Robert Hankin, president of the Health Industry Business Communications Council, agrees. "Without bar coded unit-of-use packages, there is no way to account for individual consumption. Nurses don't have time to write the individual doses taken from bulk packages and pass the information to internal billing, so patients are charged for a full bulk package . . . or there is a blanket charge on all hospital rooms." This is what has driven up the cost of healthcare, he adds.

At St. Alexius, for instance, CEO Dick Tschider claims that the bar coded packages, which are scanned at the point of care, have led to more-accurate documentation for billing, offsetting the cost of the bar code system implementation.

However, points out one industry expert, if hospital systems are paid through capitation, keeping track of individual consumption may be irrelevant.

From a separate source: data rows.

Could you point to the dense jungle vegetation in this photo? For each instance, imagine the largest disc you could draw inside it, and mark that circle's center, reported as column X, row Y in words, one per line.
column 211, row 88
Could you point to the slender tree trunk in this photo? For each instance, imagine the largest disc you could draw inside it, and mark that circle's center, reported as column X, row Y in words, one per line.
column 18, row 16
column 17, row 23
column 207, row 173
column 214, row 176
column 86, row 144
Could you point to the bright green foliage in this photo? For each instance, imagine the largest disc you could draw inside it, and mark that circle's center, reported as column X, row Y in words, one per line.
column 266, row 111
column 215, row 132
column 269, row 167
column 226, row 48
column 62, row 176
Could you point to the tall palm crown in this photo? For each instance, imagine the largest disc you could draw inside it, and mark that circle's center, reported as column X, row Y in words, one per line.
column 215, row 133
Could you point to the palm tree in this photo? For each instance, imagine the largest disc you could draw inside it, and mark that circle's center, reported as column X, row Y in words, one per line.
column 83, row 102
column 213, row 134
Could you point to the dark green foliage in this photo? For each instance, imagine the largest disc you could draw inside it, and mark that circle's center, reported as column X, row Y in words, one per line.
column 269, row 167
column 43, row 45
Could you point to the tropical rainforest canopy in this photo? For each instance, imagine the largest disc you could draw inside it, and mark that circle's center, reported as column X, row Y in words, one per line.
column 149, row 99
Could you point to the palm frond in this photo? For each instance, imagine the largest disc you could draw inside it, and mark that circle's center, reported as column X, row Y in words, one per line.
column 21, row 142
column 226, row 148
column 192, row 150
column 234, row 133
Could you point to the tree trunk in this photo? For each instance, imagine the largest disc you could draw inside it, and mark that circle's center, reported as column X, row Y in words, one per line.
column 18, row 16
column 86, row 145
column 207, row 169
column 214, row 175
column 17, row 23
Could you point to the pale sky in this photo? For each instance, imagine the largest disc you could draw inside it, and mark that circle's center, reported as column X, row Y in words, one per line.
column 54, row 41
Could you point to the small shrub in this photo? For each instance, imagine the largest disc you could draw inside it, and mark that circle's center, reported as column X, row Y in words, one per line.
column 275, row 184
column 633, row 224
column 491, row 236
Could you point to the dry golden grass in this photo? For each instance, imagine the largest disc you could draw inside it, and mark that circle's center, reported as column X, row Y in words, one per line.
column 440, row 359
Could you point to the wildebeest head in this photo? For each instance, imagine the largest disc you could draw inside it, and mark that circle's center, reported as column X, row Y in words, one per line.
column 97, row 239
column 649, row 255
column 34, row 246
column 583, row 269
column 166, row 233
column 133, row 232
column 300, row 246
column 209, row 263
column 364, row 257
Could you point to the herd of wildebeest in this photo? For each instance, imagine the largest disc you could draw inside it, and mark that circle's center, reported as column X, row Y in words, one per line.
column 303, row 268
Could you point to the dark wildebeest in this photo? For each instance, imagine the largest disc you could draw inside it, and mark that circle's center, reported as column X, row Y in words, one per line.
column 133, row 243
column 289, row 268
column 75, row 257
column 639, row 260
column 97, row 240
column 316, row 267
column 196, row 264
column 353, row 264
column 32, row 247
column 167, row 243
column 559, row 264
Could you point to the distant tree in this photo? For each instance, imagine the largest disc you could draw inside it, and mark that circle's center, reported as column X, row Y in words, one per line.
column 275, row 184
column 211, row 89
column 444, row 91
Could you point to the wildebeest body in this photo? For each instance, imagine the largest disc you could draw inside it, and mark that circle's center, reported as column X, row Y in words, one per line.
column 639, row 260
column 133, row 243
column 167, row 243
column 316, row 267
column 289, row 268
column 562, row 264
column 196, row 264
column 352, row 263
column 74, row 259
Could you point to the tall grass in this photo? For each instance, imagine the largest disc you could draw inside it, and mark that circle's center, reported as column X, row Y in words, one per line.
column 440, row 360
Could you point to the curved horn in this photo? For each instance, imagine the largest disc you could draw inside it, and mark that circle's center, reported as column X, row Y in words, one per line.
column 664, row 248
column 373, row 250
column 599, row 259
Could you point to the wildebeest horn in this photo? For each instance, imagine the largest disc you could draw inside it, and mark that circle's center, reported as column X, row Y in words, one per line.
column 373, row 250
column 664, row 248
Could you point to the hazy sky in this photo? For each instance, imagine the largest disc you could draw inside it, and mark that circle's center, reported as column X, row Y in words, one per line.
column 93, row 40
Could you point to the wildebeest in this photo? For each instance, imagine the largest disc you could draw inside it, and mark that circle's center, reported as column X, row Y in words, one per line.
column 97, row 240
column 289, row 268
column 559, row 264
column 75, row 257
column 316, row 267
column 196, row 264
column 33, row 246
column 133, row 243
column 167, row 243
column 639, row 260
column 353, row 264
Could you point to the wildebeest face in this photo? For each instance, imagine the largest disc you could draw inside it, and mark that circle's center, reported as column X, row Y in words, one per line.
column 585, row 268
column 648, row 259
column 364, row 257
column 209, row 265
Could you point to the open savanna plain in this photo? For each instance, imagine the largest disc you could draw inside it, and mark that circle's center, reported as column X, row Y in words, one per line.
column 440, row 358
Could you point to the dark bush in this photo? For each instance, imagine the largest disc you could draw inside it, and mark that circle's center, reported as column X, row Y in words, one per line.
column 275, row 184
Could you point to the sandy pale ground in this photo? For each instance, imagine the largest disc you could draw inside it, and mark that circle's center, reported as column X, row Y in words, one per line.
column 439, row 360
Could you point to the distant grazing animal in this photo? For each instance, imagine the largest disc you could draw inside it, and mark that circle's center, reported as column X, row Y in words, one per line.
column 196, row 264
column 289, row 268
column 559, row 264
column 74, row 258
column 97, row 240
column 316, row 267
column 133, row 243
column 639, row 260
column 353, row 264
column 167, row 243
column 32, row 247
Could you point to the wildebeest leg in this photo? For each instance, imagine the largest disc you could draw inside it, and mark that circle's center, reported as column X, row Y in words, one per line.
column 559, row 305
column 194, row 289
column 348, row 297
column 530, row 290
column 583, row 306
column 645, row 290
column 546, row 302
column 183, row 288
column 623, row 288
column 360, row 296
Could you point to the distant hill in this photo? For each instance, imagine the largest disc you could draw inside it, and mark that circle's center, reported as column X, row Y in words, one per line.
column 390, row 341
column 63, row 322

Nonetheless, hospitals may still be able to benefit from tracking individual patient consumption. St. Alexius's materials director Frank Kilzer says that the improved documentation has kept inventory losses to less than 1%.

Drug and device manufacturers themselves may be able to realize a few economic benefits. First, if their products' unit-of-use packages were supplied already bar coded, hospitals would not need to employ a repackager or purchase equipment to bar code packages themselves, saving on capital and labor expenses. Such packages, which can help hospitals improve billing and better control inventory, may be more attractive to cost-cutting purchasers than are products supplied in bulk or without codes.

Secondly, manufacturers could determine through data acquisition what types of patients were taking their products and therefore be able to tailor the products to meet a specific patient population's needs. "The data can generate valuable statistics of medical product usage," says Karen Longe, a bar coding consultant.

Currently, hospitals like St. Alexius are relatively rare, save for a few hospitals in the Department of Veterans Affairs system and others scattered across the nation. But, given President Clinton's National Action Plan, which aims to ensure that all 6000 hospitals participating in Medicare and all 500 Department of Defense hospitals develop patient safety programs, hospital and group purchasing organizations may begin limiting their purchases to products that help prevent medical errors. If for no other reason than to improve—or maintain—a healthy bottom line, drug and device manufacturers would do well to provide bar coded unit-of-use packages that help reduce medical errors.